Contudo, há casos em que, apesar da doença ser um submodo eficaz, ocorre de ela trazer mais malefícios que benefícios, ou seja, o quadro se complica e a doença passa a ser um problema incontornável. Por isso é necessário muito cuidado com o uso desse submodo.

Em direção às sensações é, na maior parte dos casos, o submodo que se faz presente nesses processos. Se observarmos bem os dados coletados no histórico da pessoa, pode ocorrer de encontrarmos outras formas de exercício deste submodo. Ir em direção às sensações consiste em dirigir-se ao somático, ao sensorial. É possível fazê-lo de diferentes modos, e cabe ao filósofo clínico observar como a pessoa faz isso, que outras formas seriam possíveis àquela estrutura, para que a sensação funcionasse como um submodo e pudesse substituir o adoecer.

Parece muito fácil, às vezes realmente é. Outras vezes, não é tão simples assim, e a pessoa necessita substituir o submodo por outros. Então é o caso de procurar outras formas para se lidar com o problema apresentado.

Sanidade X loucura

Há também casos em que o uso desse submodo é a forma de manter a sanidade. Algumas pessoas adoecem para não enlouquecer; outras para não agredir alguém; outras, ainda, para que consigam se manter vivas ou para evitar grandes rompimentos. Assim sendo, é arriscado, sem conhecer os contextos, os aspectos subjetivos que envolvem uma “doença”, buscar a cura, substituindo essa forma de lidar com os problemas por outra. É preciso, antes de qualquer coisa, um estudo mais complexo, mais amplo, que ofereça um conhecimento do mundo inter-subjetivo. O foco de um tratamento não deve ser a doença e sim a pessoa e seu mundo.

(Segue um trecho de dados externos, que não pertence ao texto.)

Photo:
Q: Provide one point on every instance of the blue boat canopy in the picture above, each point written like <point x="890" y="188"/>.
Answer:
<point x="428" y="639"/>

Você já adoeceu como forma de resolver seus problemas? O que aconteceu? Você necessita adoecer ou há outros caminhos para lidar com suas questões? Se não há, você poderia criar esses novos caminhos? E se você está doente e não vê sua doença como uma forma de resolver problemas, isso nada significa, pois nem toda doença funciona como um submodo.

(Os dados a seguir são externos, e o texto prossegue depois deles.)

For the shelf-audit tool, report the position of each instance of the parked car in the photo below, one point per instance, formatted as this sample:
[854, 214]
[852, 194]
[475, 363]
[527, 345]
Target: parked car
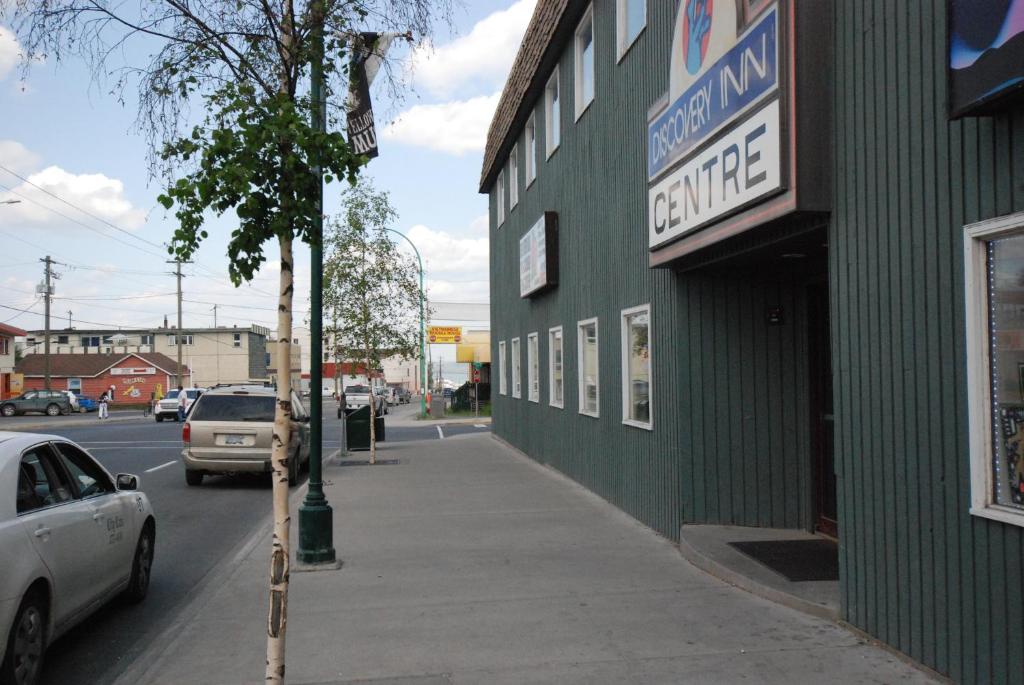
[50, 402]
[229, 431]
[73, 538]
[87, 403]
[168, 407]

Referências Bibliográficas:
DAMÁSIO, A. O erro de Descartes. São Paulo: Cia das Letras, 1996.
SACKS, O. Um antropólogo em Marte. São Paulo: Cia das Letras, 2006.
SCHILLER, P. As Psicossomáticas in VOLICH, R (org) Psicossoma III. São Paulo: Casa do Psicólogo. 2003
SONTAG, S. A doença como metáfora. Rio de Janeiro: Graal, 1998.